Despite all this, Mintel says that data shows that safety concerns have had little impact on consumers. While two thirds of all users (65%) worry about the safety of regular energy drinks/shots, it does not stop them from drinking the products. Only half of consumers drinking fewer energy drinks/shots agree they are concerned, compared to 68% who are drinking the same amount, and 41% are drinking more. In fact, consumption overall has diversified with many consumers (27%) drinking both regular and natural energy drinks/shots. This points to a growing popularity of natural claims in the category with 30% of users consuming natural energy drinks/shots.
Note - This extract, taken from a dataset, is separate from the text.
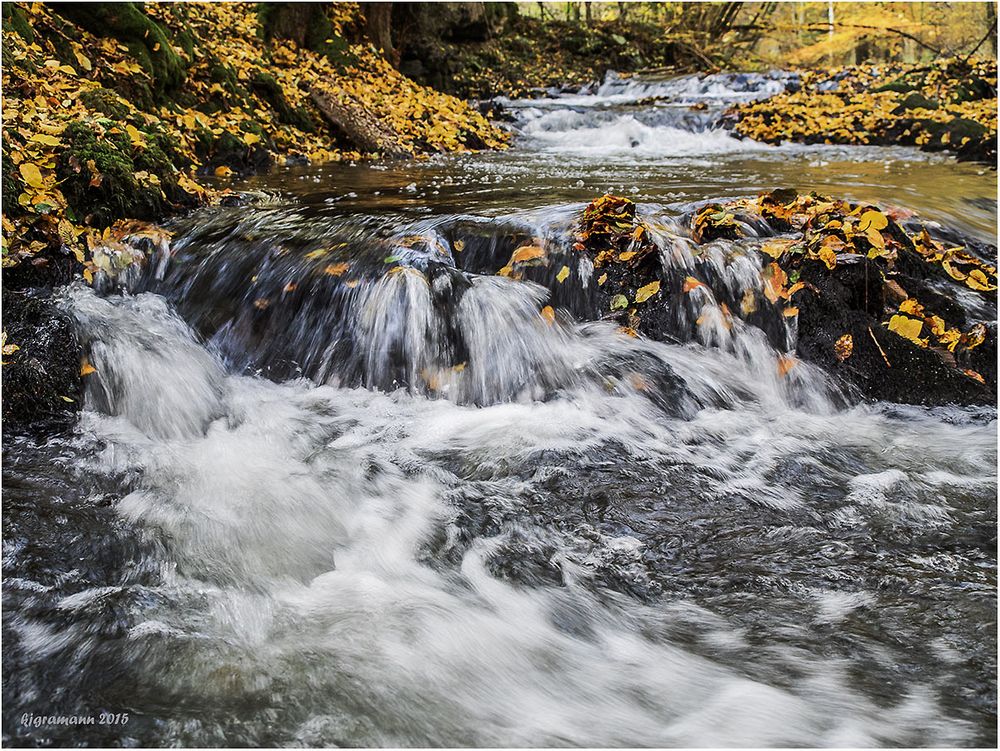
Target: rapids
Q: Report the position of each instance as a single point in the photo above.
(305, 507)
“While there has been a movement, especially among Millennials, toward more natural ingredients, the energy drinks and shots market remains largely unaffected by changing consumer attitudes,” said Elisabeth Sisel, Beverage Analyst at Mintel. “The majority, a full 90%, of natural energy drink consumers also drink regular energy drinks. The steady consumption of both regular and natural energy products implies that US consumers may not perceive energy drinks as negatively as pop culture conveys.”
Older Millennials are the core consumers of the US energy drinks/shots market, with 64% consuming energy drinks. While the same percentage of 18-26 year olds also consume energy drinks, older Millennials are increasing their consumption. Nearly one third of older Millennials (29%) consumed more energy drinks within the past three months compared to 22% who consumed less. This outpaces consumers age 18-26, of which only 16% reported consuming more and 27% said they drank less. Additionally, older Millennials strongly agree that energy drinks/shots are good substitutes for alternative caffeine beverages, including coffee (65%) and carbonated soft drinks (64%).
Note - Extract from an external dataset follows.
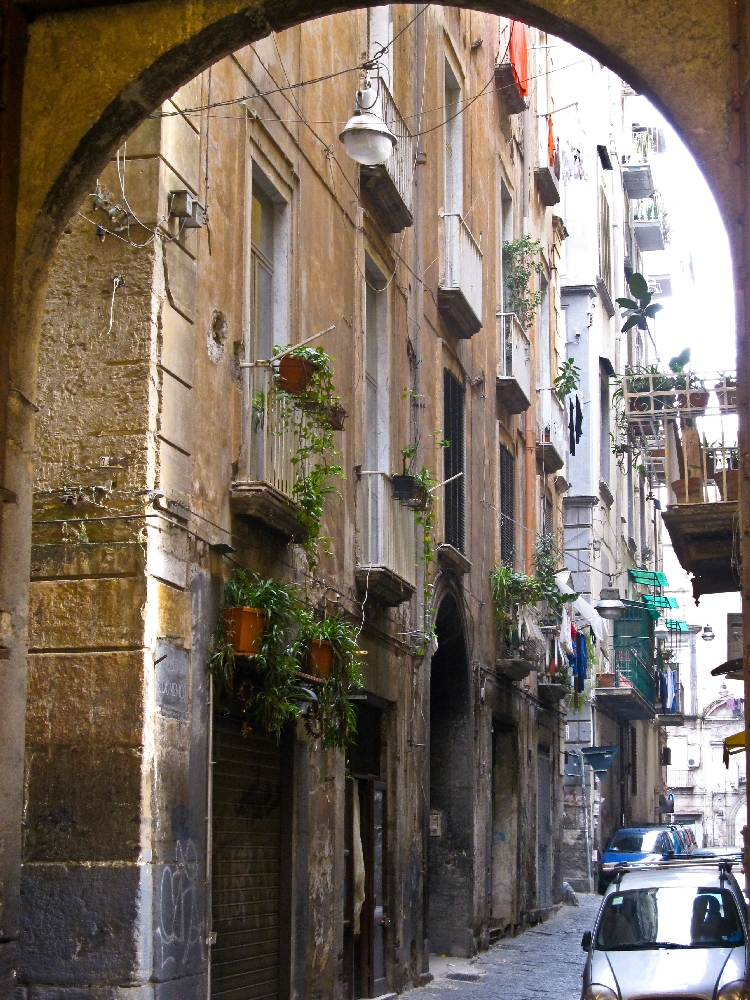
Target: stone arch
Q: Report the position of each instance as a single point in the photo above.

“Older Millennials are, more likely than not, going through a lifestyle shift, such as getting married or having children, including 55% of those age 30-34 with kids. As a result, their interests and priorities are shifting and individuals that require more energy are turning to energy drinks and shots,” Sisel continued. “However, this goes against the grain of most energy drink advertising, which focuses primarily on young, single consumers and their active lifestyles. Our data shows the older Millennial consumer segment displays more brand loyalty and potential for long term usage.”
Similarly, consumption rates of energy drinks/shots are higher than average among US parents. Households with children are significantly more likely to consume energy drinks (58%) and shots (48%) when compared to those without children (27% and 18% respectively). Among US parents, 68% of fathers and 38% of mothers consume energy drinks. Specifically, fathers increased their consumption rates by 28%, compared to only 21% who drank less. In contrast, only 34% of non-fathers and 22% of non-mothers consume energy drinks. Men may be the heavier consumers of energy drinks and shots overall, but the presence of children drastically increases consumption and strongly impacts usage by women. Mothers are not only heavier users than men without children (38% vs 34%), but they are also significantly more likely to drink energy drinks and shots than women without kids (22%).
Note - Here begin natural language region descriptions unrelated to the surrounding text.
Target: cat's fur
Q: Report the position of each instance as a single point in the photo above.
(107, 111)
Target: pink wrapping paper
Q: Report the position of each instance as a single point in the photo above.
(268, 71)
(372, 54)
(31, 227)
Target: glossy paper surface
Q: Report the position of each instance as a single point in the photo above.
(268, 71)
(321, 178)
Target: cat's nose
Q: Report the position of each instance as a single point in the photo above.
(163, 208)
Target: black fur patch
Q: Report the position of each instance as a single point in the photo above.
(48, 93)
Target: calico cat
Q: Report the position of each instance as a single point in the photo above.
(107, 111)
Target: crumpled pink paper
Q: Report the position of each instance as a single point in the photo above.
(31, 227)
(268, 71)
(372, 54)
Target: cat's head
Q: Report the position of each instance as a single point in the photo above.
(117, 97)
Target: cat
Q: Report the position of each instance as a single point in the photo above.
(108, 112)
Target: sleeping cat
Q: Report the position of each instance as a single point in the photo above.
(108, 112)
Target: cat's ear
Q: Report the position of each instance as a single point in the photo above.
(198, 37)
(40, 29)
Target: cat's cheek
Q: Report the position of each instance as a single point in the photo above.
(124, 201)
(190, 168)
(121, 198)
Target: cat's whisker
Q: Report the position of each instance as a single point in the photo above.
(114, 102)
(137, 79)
Overall, the energy drinks/shots category saw 56% growth from 2009-2014, including a quick recovery from low sales gains in 2013 when the industry came under fire for ingredient safety. Mintel predicts the industry will continue to grow through 2019, increasing an estimated 52% from 2014-2019. While parents and Millennials show increases in consumption of energy drinks, they have decreased their consumption of energy shots, which Mintel says points to why the energy shot segment is spiralling. Energy drinks comprise 89% market share, with the segment expected to grow 10% in 2015 to $10.8 billion. However, the energy shots segment is one-eighth the size and expected to decline in sales for the third consecutive year.